That year however marked the start of a significant five-year growth phase for the German machinery sector which ended in 1962. The German economy is the biggest in Europe and the machine tool industry plays a big part in its strength and export prowess.
In December, orders for machine tools, used to produce other tools, parts and consumer products, plunged by 40 percent from the equivalent figure in 2007. VDMA said it expected output to shrink 7.0 percent this year as the global economic downturn curbed both domestic and foreign orders. Strong variations were expected between different branches in the sector however.
Orders fell by 29 percent in the last quarter of 2008 compared with the figure for the same period a year earlier, VDMA said.
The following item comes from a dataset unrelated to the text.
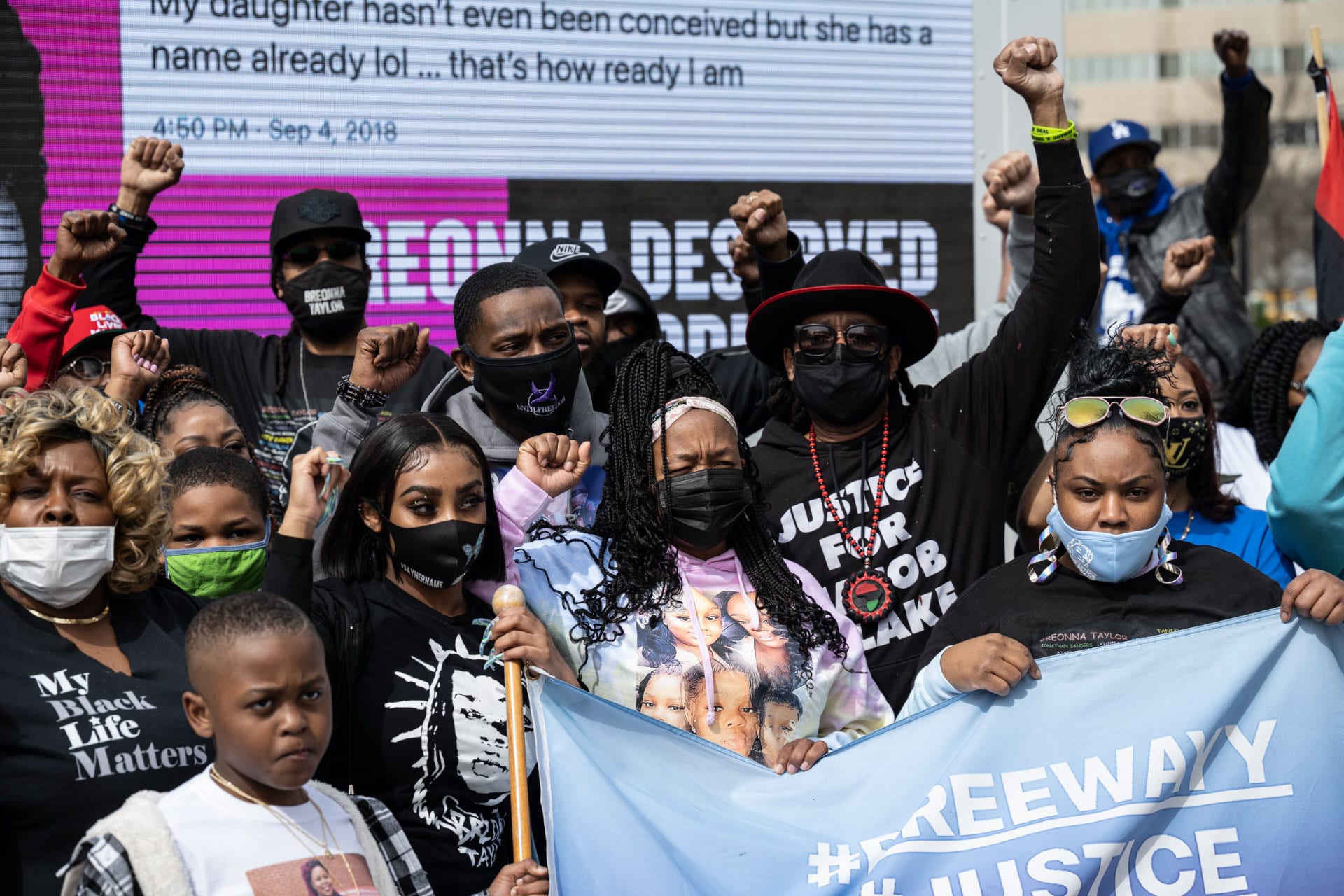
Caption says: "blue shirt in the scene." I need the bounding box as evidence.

For the year as a whole, the sector resisted weaker global economic activity reasonably well, with an increase of 5.4 percent in the value of its products sold to 194 billion euros (250 billion dollars), strong exports to developing countries and the creation of 40,000 new jobs, VDMA said.
Major markets for German production were Brazil, China, India and Russia, the so-called BRIC countries. The value of exports even reached a new record last year, gaining 8.0 percent over the level in 2007. Along with automobiles, machine tools are a key export for Germany, which remained last year the world's biggest exporter in US dollar terms of manufactured goods.
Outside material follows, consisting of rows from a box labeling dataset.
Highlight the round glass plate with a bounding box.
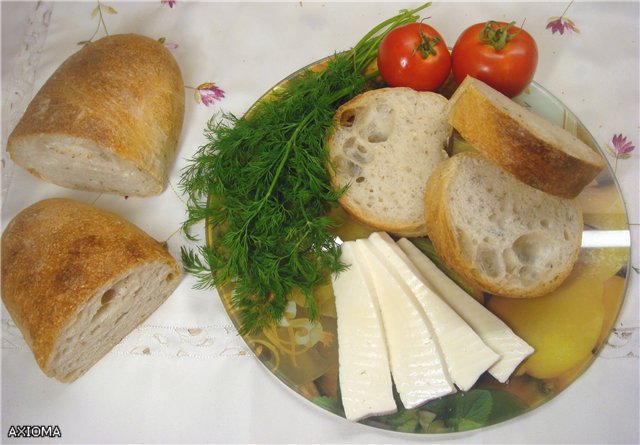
[206,59,630,434]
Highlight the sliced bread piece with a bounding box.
[328,88,451,236]
[7,34,185,196]
[448,77,604,198]
[424,152,582,298]
[2,199,180,382]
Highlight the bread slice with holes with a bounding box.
[328,88,451,236]
[1,199,180,382]
[424,151,582,298]
[448,77,604,198]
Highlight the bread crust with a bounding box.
[448,77,604,198]
[327,88,451,237]
[1,198,180,376]
[424,151,582,298]
[7,34,185,196]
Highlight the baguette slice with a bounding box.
[328,84,451,236]
[448,77,604,198]
[425,151,582,298]
[7,34,184,196]
[2,199,180,382]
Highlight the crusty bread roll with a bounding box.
[448,77,604,198]
[424,151,582,298]
[2,199,180,382]
[7,34,185,196]
[328,88,451,236]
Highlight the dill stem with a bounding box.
[245,112,314,224]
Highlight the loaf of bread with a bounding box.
[448,77,604,198]
[1,199,180,382]
[328,88,451,236]
[7,34,185,196]
[424,151,582,298]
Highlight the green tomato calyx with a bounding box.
[478,20,521,51]
[413,23,440,59]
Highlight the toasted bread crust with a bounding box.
[7,34,184,196]
[424,152,582,298]
[448,78,604,198]
[327,88,451,237]
[1,199,180,376]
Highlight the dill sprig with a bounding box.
[180,3,429,333]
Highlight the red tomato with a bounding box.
[451,21,538,97]
[378,23,451,91]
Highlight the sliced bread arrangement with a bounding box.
[328,88,451,236]
[7,34,184,196]
[1,198,181,382]
[329,73,604,420]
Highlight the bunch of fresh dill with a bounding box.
[180,3,429,333]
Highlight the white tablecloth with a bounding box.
[0,0,640,443]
China will likely take over the crown this year, however, as firms there have suffered somewhat less from the global downturn. Although Germany has fewer global conglomerates than other leading economic powers, it is home to a host of family-owned small and medium-sized enterprises known as "Mittelstand" that have become world leaders in niche product areas.
IHS Global Insight senior economist for Germany Timo Klein said that along with the Swiss, German firms had fostered an engineering tradition of "putting quality ahead of quantity" which established the country's reputation for quality manufacturing.
But the German economy is nonetheless now in the midst of its deepest recession in decades, and after shrinking for much of last year, German officials forecast it will contract by a further 2.25 percent in 2009. Its export sector struggled in 2008 as imports surged, cutting its trade surplus by 8.7 percent from the level in 2007 to 178.2 billion euros.